The current wait time to get your hands on one is growing, with it currently pushing past 3 months. The frameset option is running $2,500, while the complete build is going for $4,300.

Lowbicycles.com

25 COMMENTS

    • a Lemond style seat tube angle with a nicely raked fork with low stack = a well handling bike that is also comfortable. With that st angle, a 54 is more like a 56 in terms of reach, but a stack height that rids the needs for a negative stem (which can make the steering a bit twitching due to shortening the stems reach). good geometry. Canyon and the H1 Trek are the only other companies coming close to that nice of geometry.

  1. I really like the stack and reach on the 58cm but fear its a typo. Higher stack than the 56, but shorter reach (essentially identical though).
    I actually think this makes sense at least for my body. I am very leggy, and a higher stack works better for me.

  2. Huh. Stock aluminum for a lot more money than plenty of stock carbon frames. The frame alone weighs about the same as my carbon disc cross frame and fork for about 5 times the price. Seems legit.

    • The price does seem very high, right… one can get an Trek Emonda ALR for ~$900 or a Spesh Allez Sprint for $1100. I am not sure what a CAAD12 frameset runs, but a CAAD12 105 msrp is $1680.

      But then it is made in the USA. So it is similar to something like a Turner, which used to be a premium, but now foreign made similarly equipped bikes seems to be just as expensive (and now Turner is going the same route as they lost a builder and no domestic carbon manufacturers that can scale)

      So, taking into account is origin and cost of labor, it doesn’t seem that bad.

      • Yeah, they are made in China. I wish I could say I felt I was getting better quality when I purchased something made in the USA but I certainly haven’t seen any evidence of that lately and I buy a lot of manufactured steel for work.

  3. It’s like cannondale geo I love that part. It looks super hot too. But probably a all black Caad 10 is about the same thing.

  4. I’m not knocking it, but $2500 for a aluminum frame seems pretty high to me!
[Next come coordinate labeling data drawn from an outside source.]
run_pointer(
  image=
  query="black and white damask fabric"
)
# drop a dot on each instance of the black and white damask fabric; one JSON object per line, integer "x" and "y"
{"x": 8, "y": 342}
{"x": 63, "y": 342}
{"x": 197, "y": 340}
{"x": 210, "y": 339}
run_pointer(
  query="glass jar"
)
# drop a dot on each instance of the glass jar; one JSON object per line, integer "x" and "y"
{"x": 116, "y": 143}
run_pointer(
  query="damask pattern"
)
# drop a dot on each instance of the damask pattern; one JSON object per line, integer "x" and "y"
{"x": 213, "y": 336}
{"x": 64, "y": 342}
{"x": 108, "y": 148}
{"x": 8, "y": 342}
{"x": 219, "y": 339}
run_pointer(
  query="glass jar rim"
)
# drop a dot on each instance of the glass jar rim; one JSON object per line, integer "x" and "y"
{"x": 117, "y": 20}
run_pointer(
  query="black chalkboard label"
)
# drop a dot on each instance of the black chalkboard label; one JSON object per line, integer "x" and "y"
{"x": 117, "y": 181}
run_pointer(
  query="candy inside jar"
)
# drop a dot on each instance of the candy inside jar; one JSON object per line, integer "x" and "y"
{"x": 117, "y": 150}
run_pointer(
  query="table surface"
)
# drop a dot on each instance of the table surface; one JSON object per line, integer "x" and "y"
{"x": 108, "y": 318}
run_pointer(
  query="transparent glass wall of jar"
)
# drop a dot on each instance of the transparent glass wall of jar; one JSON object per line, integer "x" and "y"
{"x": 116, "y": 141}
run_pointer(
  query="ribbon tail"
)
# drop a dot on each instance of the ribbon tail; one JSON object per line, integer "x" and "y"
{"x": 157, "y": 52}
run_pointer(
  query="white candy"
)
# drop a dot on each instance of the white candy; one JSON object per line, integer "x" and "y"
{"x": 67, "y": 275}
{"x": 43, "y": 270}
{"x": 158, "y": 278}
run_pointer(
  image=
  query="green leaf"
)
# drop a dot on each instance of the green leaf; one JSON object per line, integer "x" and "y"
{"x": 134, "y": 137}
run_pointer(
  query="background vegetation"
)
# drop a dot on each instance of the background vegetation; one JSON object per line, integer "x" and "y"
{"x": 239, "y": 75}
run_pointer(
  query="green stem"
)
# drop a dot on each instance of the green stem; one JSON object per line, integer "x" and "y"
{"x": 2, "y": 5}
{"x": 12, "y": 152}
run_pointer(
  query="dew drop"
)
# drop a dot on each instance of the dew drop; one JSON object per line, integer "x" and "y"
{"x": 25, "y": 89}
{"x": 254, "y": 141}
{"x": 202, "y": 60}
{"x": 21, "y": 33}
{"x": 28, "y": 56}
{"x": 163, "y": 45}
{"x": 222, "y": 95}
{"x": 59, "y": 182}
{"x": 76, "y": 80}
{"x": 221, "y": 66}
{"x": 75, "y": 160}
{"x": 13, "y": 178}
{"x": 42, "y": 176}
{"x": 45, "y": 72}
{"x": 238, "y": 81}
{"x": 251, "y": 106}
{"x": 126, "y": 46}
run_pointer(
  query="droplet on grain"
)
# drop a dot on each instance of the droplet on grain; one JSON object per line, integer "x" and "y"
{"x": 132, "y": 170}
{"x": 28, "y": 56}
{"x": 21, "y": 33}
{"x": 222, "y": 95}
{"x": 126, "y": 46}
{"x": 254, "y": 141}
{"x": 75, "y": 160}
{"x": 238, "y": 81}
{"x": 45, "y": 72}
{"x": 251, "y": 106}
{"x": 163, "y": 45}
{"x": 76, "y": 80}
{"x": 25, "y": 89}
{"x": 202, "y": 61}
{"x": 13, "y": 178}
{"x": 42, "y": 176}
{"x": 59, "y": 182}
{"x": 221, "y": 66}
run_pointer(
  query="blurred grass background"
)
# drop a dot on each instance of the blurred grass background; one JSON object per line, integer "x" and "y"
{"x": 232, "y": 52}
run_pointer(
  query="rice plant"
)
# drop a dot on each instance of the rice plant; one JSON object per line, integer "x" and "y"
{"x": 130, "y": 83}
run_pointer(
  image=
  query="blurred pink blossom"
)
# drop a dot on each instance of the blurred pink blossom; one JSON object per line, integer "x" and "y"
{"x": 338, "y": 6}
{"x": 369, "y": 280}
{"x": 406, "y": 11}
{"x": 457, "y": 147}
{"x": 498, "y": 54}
I wondering if the waiting list is simply a production bottlenecks rather then tons of people buying this frame…

  5. 1400g for the frameset (size 54). Cannondale is doing way better with their caad12 (around 1150g) for cheaper. I mean the frameset look really nice but 2500$ isn’t cheap for an aluminium bike.

  6. Cannondale didn’t cut the price of the CAAD frames in less than half when going overseas. There shouldn’t be this much of a premium for a bike that surely doesn’t have the engineering of a CAAD 12 or even a CAAD 10.
    If this were custom, maybe but its not

    • Your comment doesn’t really tell us anything.
      Did Cannondale profits on frames pre and post overseas manufacture change at all?

      I know many goods that went to overseas manufacturing and maintained their MSRP price. Does that mean cost of manufacturer was the same? Does it mean quality was up/down? Lots of variables.

      As for engineering, I can’t comment on that. But engineering in and of itself doesn’t always make a great bike. There are many small builders and even smaller brands who make incredible riding bikes with no where near the R&D of the big brands, who can come out with ho-hum (but probably competent) bikes.

  7. Good luck with that. If I’m paying that much for an aluminum frame, it better be completely custom. There are a ton of aluminum custom builders like Rocklobster, Primus Mootry, etc. that are less expensive and do high quality frames.

  8. I own a Low road frame. It is completely custom. It rides better than any other frame (Ritchey Logic possible exception) that i have owned which includes a BMC, 3 Cervelos, a caad10 and a hand made 8, TCR, surly pacer and a few others. It strikes me a odd that those who would seriously consider a bespoke frame would also be concerned about value. A caad12 complete is impossible to beat for the money. period. If you need to save money then a custom frame should not be a consideration. If, on the other hand, you are in the market for a bespoke product which is locally made then how you perceive value and “need” will be different in which case value only exist when and where you assign it.